CIMA Centro Internacional de Medicina, Consultorio 16, Haciendas del Valle No 7120, Col Plaza Haciendas Chihuahua, Chihuahua 31238, Mexico.
Epilepsy Res. 2012 Jun;100(1-2):74-9. doi: 10.1016/j.eplepsyres.2012.01.009. Epub 2012 Feb 2.
To investigate the efficacy of pregabalin in the treatment of refractory partial seizures.
This was a 21-week, open-label study of pregabalin (150-600 mg/day) as an adjunctive therapy in adults with refractory partial seizures. The study included an 8-week baseline period, a 9-week dose-optimization period, and a 12-week treatment-observation period. The primary assessment was mean percentage change in 28-day seizure rate between baseline and the last 12 weeks of treatment.
In total, 136 Mexican patients were included in this study (55.9% women; mean age/epilepsy duration, 35.2/22.9 years). The median and mean (95% confidence interval [CI]) 28-day baseline seizure rates were 3.9 and 7.8 (5.4-10.2), respectively. The mean (95% CI) reduction in seizure frequency was 51.2% (43.0-59.3) over the last 12 weeks of treatment, while the median reduction was 57.9%. The percentage of patients with a ≥ 5 0% or ≥ 75% reduction in seizure frequency was 63.6% and 48.8%, respectively. The percentage of patients who were seizure-free during the last 4 and 12 weeks of treatment was 40.5% and 20.7%, respectively. The most common adverse events were somnolence (39.7%), dizziness (16.2%), and weight gain (14.0%).

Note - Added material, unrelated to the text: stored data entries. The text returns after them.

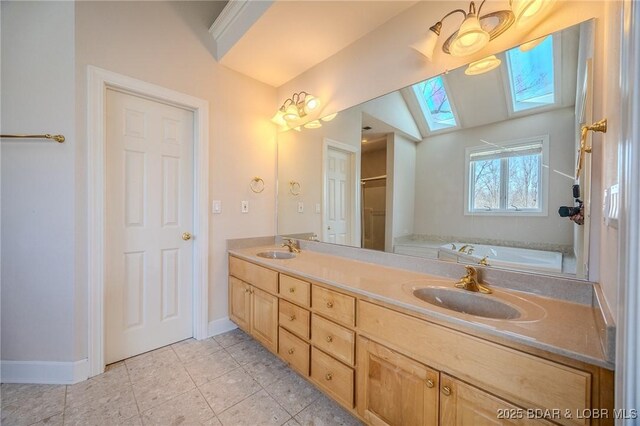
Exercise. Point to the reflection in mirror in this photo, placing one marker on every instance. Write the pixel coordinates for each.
(470, 166)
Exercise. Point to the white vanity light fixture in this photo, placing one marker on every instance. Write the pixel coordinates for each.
(474, 33)
(483, 65)
(527, 10)
(477, 30)
(301, 108)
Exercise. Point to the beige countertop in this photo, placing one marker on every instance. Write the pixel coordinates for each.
(556, 326)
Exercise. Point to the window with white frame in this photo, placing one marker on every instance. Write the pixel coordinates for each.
(508, 178)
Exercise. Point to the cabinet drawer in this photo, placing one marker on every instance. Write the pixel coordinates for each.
(296, 290)
(334, 305)
(527, 380)
(294, 351)
(260, 277)
(333, 339)
(294, 318)
(332, 376)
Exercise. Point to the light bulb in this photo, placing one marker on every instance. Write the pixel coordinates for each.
(483, 65)
(311, 103)
(470, 39)
(329, 117)
(313, 124)
(291, 113)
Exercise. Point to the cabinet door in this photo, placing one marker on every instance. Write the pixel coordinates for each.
(264, 318)
(240, 303)
(393, 389)
(463, 404)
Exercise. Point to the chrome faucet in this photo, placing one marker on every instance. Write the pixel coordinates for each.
(466, 247)
(470, 282)
(291, 245)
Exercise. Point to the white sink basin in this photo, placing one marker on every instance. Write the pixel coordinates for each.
(276, 254)
(468, 303)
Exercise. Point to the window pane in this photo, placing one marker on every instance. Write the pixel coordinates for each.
(524, 180)
(433, 96)
(531, 76)
(486, 184)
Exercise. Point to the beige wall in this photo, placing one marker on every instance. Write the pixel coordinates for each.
(300, 160)
(440, 181)
(38, 197)
(167, 43)
(46, 48)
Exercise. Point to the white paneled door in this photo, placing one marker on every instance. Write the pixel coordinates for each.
(337, 212)
(149, 218)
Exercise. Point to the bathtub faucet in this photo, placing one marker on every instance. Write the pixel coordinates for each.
(470, 282)
(467, 248)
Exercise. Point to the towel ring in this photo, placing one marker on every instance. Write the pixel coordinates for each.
(294, 187)
(257, 185)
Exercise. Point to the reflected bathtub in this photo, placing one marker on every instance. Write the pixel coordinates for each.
(505, 257)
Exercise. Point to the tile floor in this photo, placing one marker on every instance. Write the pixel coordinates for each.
(229, 379)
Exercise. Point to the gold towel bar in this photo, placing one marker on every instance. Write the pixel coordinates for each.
(598, 126)
(57, 138)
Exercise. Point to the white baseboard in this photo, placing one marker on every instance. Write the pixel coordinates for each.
(47, 372)
(220, 326)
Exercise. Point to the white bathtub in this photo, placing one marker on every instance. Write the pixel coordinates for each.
(507, 257)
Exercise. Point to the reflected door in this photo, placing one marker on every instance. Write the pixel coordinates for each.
(337, 197)
(149, 262)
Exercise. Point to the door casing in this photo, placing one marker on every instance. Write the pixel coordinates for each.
(98, 80)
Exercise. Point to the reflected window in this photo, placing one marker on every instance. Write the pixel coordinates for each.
(435, 104)
(531, 76)
(507, 178)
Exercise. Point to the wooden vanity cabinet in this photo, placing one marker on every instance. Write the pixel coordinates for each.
(395, 368)
(462, 404)
(252, 308)
(394, 389)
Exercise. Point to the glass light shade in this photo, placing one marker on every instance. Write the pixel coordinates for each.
(311, 103)
(277, 118)
(525, 47)
(483, 65)
(525, 10)
(427, 46)
(313, 124)
(470, 39)
(291, 113)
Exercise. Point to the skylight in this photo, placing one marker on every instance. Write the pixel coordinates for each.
(435, 104)
(531, 76)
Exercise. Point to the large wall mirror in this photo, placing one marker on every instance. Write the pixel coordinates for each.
(471, 166)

Pregabalin was well tolerated and associated with significant reductions in seizure frequency.
研究普瑞巴林治疗耐药性部分性癫痫发作的疗效。
这是一项为期 21 周的开放性普瑞巴林(150-600mg/天)作为辅助治疗耐药性部分性癫痫发作的成人的研究。该研究包括 8 周的基线期、9 周的剂量优化期和 12 周的治疗观察期。主要评估指标为基线期至治疗后 12 周的 28 天发作率的平均百分比变化。

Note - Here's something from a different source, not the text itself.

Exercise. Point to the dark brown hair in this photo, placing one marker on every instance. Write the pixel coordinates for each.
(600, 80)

共有 136 名墨西哥患者纳入本研究(55.9%为女性;平均年龄/癫痫持续时间为 35.2/22.9 岁)。28 天基线发作率的中位数和平均值(95%置信区间[CI])分别为 3.9 和 7.8(5.4-10.2)。治疗后 12 周内,癫痫发作频率的平均(95%CI)降低了 51.2%(43.0-59.3),中位数降低了 57.9%。癫痫发作频率降低≥50%或≥75%的患者比例分别为 63.6%和 48.8%。在治疗的最后 4 周和 12 周内无癫痫发作的患者比例分别为 40.5%和 20.7%。最常见的不良反应是嗜睡(39.7%)、头晕(16.2%)和体重增加(14.0%)。
普瑞巴林耐受性良好,与癫痫发作频率的显著降低相关。